What I didn't read in the article was about any effort to innovate. How about surveillance cameras, sting operations, and community policing? I suppose trash in the streets doesn't measure up for innovative resources when there's a dead body on top of the heap because people are shooting each other over drug turf. We're dealing with a pyramid of crime in Oakland, and murder is at the top. At the bottom is the littering, loitering, dumping, illegal parking, and cars blowing through stop signs. I suggest the easy way to get to the criminals who murder and rape, and all the stuff that sells newspapers and long commutes to overpriced suburban tract homes, is the low hanging fruit at the bottom of the crime pyramid. If they blow through stop signs, take their license. If they dump on private or public property, fine them. If they park illegally or drive without insurance, take their cars. As long as this is a friendly environment for the lawless to live their despicable lives, this will be the place to dump. And solicit prostitution, and find street drugs, and murder.

As negative as I may sound, things have slowly but steadily improved in West Oakland over the past four years. But we have a long way yet to go.
Vince Rubino, West Oakland

Thank You, Lerneda
Thanks for your article about Lerneda Lacy, Garbage Cop. This unsung heroine often got a "hallelujah" from me when I was teaching English to immigrant adults in a lonely classroom on an abandoned East Oakland street last year. When we showed up to work in the morning, we never knew what we would find in the street in front — sofas, fridges, stolen cars, hundreds of empty CD cases, and once even rotting cow hooves. For a while we were plagued with regular forty-gallon bags of a thousand rotting oranges every Monday morning. (The kids from Fremont High used to play "throw the rotten orange at your friend" sometimes after school.) We managed to build a warm learning atmosphere inside the classroom, but the street outside always threatened to bum everybody out.

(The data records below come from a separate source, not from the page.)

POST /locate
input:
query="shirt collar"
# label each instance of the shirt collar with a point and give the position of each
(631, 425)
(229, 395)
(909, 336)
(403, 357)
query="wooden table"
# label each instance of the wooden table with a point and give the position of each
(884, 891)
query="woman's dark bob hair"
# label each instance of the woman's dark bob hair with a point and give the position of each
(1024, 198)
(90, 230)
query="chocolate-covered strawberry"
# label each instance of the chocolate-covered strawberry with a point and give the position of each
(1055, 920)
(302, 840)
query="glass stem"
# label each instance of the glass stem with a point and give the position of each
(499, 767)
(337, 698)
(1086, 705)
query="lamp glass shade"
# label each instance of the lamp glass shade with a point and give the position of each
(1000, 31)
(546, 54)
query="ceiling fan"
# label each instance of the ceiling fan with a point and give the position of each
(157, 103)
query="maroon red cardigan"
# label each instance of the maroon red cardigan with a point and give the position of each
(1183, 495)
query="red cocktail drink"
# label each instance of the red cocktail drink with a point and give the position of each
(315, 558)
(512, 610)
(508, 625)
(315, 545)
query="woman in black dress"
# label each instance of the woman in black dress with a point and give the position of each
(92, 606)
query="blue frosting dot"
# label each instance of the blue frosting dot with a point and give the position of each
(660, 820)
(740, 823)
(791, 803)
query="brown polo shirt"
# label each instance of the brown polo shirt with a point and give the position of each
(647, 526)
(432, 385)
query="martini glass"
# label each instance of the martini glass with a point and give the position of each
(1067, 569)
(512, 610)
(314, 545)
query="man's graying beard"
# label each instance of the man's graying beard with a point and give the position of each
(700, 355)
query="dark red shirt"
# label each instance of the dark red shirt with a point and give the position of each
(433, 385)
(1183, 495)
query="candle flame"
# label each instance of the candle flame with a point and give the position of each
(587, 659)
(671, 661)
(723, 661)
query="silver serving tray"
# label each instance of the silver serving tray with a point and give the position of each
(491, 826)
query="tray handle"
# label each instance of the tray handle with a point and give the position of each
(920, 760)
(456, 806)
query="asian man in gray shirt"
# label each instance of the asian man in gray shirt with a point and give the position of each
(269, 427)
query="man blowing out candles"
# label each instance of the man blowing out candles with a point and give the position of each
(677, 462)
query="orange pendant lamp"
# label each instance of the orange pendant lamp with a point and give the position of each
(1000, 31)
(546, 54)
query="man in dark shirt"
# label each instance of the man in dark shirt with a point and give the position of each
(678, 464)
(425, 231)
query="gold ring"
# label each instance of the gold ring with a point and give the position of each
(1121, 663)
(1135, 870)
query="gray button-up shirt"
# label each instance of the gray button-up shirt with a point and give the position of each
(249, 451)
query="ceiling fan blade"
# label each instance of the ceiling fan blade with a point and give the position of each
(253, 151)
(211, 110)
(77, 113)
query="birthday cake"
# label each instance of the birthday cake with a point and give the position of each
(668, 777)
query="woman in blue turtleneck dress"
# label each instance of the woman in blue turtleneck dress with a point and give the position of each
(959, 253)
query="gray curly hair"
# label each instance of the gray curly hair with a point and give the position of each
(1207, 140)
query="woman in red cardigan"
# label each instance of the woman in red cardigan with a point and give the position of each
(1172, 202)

For us Lerneda was a shining beacon of sanity because our calls to her always meant the garbage disappeared ASAP. Sometimes she would come poke through the garbage trying to nab the culprit, other times she just sent a truck to haul away the stoves and mattresses.

Eventually Lerneda was assigned to a different area, and we were left in a gray area as city, school district, and adult school functionaries blamed the problem on each other. Last September the school even closed for a while, mostly because of a collective inability to cope with garbage, and it looked for a while like the forces of degeneracy had won. But that's a story for another time. I just wanted to add my "Thank you, Lerneda."
Sam Davis, Oakland

Where to Dump It
Thank you for deeming illegal dumping a worthy topic to write about. It certainly affects the entire community in terms of aesthetics and public health. I do believe, however, that the article could have been more informative and educational. In reality, the issue is much larger than illegal dumping — it's about access and information and your article in a widely read and free newspaper could have been a vehicle to provide, albeit subtly, at least a bit of it.

First of all, let's acknowledge how challenging it can be to actually get debris to the appropriate resting place. Really, we don't want people dumping legally or illegally. Ideally, we want to divert goods from the landfill and that requires a certain amount of understanding of debris management and the appropriate method(s) of removing these items from homes or businesses. For example, there is electronic waste, hazardous waste, food waste, other recyclable items, and garbage, etc. With these various items, there are preferred methods of disposal, e.g., recycling. Further, there is more than the Davis Street Transfer Station as a resource to facilitate this local and global goal.

With that said, here are at least a few more resources that could have been included in your article:

Most single-family residences have the opportunity to have at least one clean-up day per year — all they have to do is call and schedule it with their sanitation provider. This clean-up day can include bulky items like sofas and refrigerators, hazardous waste, etc.

Multi-family residences also have one clean-up day, but it would have to be a coordinated effort by the landlord or manager for the entire building.

There are often free e-waste events (as recently as January 9 and 10) sponsored by the County where residents can drop off old computers, faxes, CDs, etc.

Usually, hazardous waste is accepted on these days, too (batteries, paint, fluorescent lights, etc.)